Mais venons-en à des critiques qui me semblent plus importantes. Claude Morilhat me fait un
autre reproche, bien plus grave sur mon « schématisme » et « manque de rigueur » qui deviennent
même « laxisme théorique ». Et tout d’abord sur un problème fondamental pour la pensée
marxiste : le problème de l’Etat. Claude Morilhat me reproche une interprétation
« instrumentale » de l’Etat et même, ce qu’il n’explicite pas mais qui à mon avis se lit en
filigrane, dans son texte, une interprétation opportuniste.
J’ai voulu redéfinir le statut théorique de l’Etat. Je crois que c’est une urgence, une priorité
même, car cette notion est devenue une hypostase, qui à la limite devient même mythique. L’Etat
a été substantialisé, réduit à une univocité monolithique. Cette réification a eu deux effets
pervers. D’une part, le blocage de la recherche marxiste, une inhibition devant une notion que
même Marx n’a pas théorisée. Et d’autre part, un usage commun au dogmatisme et au
gauchisme : l’Etat bourgeois purement répressif. L’Etat n’est pas une chose en soi, une bûche,
ou un « monstre froid » mythique . J’ai voulu rendre l’Etat à la dialectique et à l’histoire, pour
débloquer la recherche, lutter contre les déviations et surtout pour permettre à la stratégie
révolutionnaire de « s’articuler » sur l’Etat et même pour proposer les lieux et les moyens des
interventions stratégiques sur une réalité historique que la grande bourgeoisie et le grand
capital ont su, eux, démythifier par son un usage instrumental, opportuniste, hyper-réaliste. En
effet, dans les livres cités par Claude Morilhat tout cela n’est qu’indicatif, allusif même. Je ne
ferai que proposer le schéma de ma recherche aggravant ainsi le reproche de … « schématisme ».
Mais, dans mon dernier livre, « Les Dégâts de la pratique libérale », j’explicite ces propositions
théoriques et stratégiques.
Ma thèse est que l’Etat est à trois dimensions, trois attributs dirait Spinoza, trois rôles, trois
fonctions. L’Etat français n’est-il pas, quand même, aussi républicain ? Le gaucho-fascisme
qui voulait détruite l’Etat n’aurait-il pas du coup, liquidé la République ? Peut-on définir l’Etat
français comme si la Révolution Française n’avait pas eu lieu ? Aussi « le mythique Etat de la
volonté générale » comme dit Claude Morilhat, me semble être au contraire, une composante très
réelle, institutionnelle et constitutionnelle, que la théorie aurait grand tort de négliger car la
conséquence serait une fatale erreur stratégique.
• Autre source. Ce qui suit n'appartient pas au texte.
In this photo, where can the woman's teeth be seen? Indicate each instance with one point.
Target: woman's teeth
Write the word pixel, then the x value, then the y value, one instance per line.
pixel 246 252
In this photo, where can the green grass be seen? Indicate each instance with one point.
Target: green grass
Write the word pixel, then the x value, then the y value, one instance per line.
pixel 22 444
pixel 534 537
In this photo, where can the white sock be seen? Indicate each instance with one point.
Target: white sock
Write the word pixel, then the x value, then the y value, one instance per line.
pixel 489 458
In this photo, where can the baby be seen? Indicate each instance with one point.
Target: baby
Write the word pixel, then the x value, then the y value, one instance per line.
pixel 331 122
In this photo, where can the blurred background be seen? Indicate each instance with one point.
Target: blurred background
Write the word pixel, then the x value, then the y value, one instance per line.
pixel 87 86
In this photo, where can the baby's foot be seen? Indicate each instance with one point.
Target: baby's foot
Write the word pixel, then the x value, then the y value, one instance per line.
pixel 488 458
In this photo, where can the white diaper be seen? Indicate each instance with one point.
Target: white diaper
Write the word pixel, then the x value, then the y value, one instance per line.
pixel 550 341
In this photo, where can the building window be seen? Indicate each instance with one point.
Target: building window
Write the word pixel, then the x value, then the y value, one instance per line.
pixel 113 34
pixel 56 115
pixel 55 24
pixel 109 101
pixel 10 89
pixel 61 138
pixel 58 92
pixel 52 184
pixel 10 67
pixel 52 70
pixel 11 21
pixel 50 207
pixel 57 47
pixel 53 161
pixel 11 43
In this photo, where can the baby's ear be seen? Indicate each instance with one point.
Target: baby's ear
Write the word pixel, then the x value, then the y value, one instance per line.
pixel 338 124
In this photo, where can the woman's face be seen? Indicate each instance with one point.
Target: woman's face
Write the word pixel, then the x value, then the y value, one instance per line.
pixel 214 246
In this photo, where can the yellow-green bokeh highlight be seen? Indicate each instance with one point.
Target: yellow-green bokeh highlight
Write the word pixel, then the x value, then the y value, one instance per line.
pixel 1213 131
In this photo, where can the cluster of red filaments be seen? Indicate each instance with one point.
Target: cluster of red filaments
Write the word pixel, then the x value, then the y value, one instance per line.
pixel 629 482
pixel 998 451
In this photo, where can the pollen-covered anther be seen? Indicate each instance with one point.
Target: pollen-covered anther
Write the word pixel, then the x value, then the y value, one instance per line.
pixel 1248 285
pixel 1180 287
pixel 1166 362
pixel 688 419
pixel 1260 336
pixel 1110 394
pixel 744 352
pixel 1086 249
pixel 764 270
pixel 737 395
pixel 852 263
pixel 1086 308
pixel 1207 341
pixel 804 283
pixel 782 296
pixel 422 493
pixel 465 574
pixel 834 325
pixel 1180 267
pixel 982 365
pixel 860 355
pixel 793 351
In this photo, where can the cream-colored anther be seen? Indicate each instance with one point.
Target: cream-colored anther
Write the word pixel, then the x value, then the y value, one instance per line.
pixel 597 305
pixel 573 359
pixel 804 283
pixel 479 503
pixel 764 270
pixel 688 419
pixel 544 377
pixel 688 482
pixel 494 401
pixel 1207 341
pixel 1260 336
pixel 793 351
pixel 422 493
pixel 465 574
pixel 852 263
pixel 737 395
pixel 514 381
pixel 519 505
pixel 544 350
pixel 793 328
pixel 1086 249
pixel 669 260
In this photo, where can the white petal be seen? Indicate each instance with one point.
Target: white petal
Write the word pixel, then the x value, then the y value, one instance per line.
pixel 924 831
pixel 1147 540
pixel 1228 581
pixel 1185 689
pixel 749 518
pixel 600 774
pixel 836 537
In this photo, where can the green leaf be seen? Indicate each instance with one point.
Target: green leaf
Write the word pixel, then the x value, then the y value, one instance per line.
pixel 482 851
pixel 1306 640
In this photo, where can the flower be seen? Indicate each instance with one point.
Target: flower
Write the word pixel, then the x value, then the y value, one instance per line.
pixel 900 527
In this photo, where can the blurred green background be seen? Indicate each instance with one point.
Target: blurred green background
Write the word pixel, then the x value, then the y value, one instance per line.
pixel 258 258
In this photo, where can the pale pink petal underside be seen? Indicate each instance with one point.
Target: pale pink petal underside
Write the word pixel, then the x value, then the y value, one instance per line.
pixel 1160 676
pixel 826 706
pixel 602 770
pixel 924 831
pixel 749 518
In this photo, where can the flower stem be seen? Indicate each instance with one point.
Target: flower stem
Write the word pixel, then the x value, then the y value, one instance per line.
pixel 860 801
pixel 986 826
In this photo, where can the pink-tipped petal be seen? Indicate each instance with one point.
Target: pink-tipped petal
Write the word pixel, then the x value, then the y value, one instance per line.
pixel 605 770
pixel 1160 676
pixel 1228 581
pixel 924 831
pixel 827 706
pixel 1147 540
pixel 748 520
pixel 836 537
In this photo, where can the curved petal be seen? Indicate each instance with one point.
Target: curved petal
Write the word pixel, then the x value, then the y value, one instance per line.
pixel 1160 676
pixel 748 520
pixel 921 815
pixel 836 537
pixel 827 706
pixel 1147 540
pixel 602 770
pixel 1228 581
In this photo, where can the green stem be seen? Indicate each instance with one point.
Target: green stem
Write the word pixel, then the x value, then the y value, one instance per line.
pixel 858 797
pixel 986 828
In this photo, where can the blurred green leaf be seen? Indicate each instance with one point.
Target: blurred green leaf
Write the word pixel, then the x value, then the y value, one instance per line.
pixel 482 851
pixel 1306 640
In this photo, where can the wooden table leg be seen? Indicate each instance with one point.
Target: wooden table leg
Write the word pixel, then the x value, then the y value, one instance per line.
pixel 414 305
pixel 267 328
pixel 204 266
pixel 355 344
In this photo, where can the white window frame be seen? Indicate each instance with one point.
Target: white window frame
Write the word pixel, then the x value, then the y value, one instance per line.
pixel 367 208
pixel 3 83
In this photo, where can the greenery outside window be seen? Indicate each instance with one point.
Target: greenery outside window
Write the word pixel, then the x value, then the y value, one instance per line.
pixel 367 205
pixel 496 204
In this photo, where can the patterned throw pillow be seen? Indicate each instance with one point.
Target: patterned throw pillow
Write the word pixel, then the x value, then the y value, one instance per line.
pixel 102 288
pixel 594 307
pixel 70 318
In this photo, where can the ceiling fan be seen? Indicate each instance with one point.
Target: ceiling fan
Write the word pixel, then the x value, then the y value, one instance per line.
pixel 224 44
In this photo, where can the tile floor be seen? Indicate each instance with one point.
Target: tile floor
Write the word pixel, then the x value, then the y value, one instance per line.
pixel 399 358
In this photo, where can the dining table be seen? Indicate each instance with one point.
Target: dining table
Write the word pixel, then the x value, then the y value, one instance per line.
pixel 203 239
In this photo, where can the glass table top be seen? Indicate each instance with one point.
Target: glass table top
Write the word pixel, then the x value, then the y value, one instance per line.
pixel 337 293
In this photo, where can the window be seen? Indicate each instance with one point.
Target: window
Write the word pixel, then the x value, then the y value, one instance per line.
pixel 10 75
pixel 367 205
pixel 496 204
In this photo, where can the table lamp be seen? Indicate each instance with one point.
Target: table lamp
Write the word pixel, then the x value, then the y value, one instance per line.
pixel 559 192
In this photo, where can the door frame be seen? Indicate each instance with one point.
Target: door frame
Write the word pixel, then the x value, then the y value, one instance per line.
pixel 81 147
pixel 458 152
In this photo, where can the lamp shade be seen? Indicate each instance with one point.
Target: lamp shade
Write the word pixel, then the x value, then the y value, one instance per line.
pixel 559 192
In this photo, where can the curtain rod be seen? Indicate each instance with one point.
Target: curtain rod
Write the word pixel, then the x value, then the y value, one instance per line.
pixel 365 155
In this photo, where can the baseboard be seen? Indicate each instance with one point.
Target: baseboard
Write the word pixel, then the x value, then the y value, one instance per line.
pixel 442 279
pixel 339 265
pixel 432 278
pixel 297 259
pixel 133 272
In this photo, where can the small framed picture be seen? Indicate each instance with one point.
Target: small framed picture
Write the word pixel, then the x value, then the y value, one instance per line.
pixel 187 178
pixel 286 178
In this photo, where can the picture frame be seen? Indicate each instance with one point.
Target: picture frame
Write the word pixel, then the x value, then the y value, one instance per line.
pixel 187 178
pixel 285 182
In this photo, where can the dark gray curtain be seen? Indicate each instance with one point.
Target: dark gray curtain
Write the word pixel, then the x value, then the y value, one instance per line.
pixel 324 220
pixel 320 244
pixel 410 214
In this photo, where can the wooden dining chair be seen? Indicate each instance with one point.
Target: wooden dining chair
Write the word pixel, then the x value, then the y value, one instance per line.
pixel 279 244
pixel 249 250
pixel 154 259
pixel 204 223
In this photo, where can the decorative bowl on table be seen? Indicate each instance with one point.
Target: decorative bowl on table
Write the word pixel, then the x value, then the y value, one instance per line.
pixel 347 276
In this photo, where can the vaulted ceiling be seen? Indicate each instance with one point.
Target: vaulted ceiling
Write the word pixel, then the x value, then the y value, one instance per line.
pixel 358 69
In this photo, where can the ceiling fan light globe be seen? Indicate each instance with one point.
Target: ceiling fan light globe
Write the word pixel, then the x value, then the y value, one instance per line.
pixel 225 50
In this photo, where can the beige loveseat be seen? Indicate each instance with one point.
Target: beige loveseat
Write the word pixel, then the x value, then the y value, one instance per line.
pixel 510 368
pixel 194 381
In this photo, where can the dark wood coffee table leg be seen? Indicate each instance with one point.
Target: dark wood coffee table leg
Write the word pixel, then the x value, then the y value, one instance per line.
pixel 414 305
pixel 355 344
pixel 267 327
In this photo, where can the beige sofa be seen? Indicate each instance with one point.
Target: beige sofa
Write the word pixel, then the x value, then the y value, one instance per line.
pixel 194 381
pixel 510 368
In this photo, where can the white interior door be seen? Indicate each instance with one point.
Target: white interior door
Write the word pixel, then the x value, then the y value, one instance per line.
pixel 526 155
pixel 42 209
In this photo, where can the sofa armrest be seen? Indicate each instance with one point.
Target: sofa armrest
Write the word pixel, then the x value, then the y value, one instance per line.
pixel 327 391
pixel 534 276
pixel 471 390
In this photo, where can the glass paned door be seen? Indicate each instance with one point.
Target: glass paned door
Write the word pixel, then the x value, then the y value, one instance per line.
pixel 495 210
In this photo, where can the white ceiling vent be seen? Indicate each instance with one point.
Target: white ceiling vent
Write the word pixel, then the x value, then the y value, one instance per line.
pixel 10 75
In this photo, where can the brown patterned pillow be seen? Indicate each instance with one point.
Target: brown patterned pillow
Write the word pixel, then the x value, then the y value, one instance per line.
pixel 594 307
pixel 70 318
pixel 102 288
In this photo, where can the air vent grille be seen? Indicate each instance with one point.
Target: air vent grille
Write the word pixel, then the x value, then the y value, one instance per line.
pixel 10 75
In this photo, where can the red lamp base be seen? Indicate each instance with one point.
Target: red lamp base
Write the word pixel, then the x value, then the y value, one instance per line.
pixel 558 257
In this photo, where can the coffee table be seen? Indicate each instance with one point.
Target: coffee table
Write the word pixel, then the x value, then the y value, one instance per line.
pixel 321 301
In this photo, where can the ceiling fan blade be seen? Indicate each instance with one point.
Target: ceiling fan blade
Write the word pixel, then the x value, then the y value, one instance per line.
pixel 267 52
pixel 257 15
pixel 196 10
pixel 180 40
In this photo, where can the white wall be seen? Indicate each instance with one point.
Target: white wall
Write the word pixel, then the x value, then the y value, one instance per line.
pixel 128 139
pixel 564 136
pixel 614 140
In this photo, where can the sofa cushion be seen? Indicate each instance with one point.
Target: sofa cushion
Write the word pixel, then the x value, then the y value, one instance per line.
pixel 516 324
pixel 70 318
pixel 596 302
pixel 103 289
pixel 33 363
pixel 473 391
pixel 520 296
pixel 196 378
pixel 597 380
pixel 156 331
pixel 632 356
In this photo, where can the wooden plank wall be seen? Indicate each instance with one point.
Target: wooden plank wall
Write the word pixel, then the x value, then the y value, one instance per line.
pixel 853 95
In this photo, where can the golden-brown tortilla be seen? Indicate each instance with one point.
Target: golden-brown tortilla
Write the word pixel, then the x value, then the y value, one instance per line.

L’Etat est aussi, et surtout évidemment,
l’expression de la classe sociale dominante, l’émanation politique du mode de production ; je
cite constamment « le capitalisme monopoliste d’Etat ». Troisième dimension de l’Etat : il est
l’Etat-nation. Il gère l’appareil infrastructural et superstructural de la Nation. Et là, je
récidive, relaps : l’Etat est aussi, en plus des deux essentiels attributs cités, appareil de gestion,
instrument d’une nécessaire planification et centralisation ou décentralisation qui pourrait
même être dit « neutre » … si cette gestion n’était pas, par excellence, le lieu d’affrontement de
l’Etat républicain et de l’Etat capitaliste, de la contre-révolution et des droits de l’homme.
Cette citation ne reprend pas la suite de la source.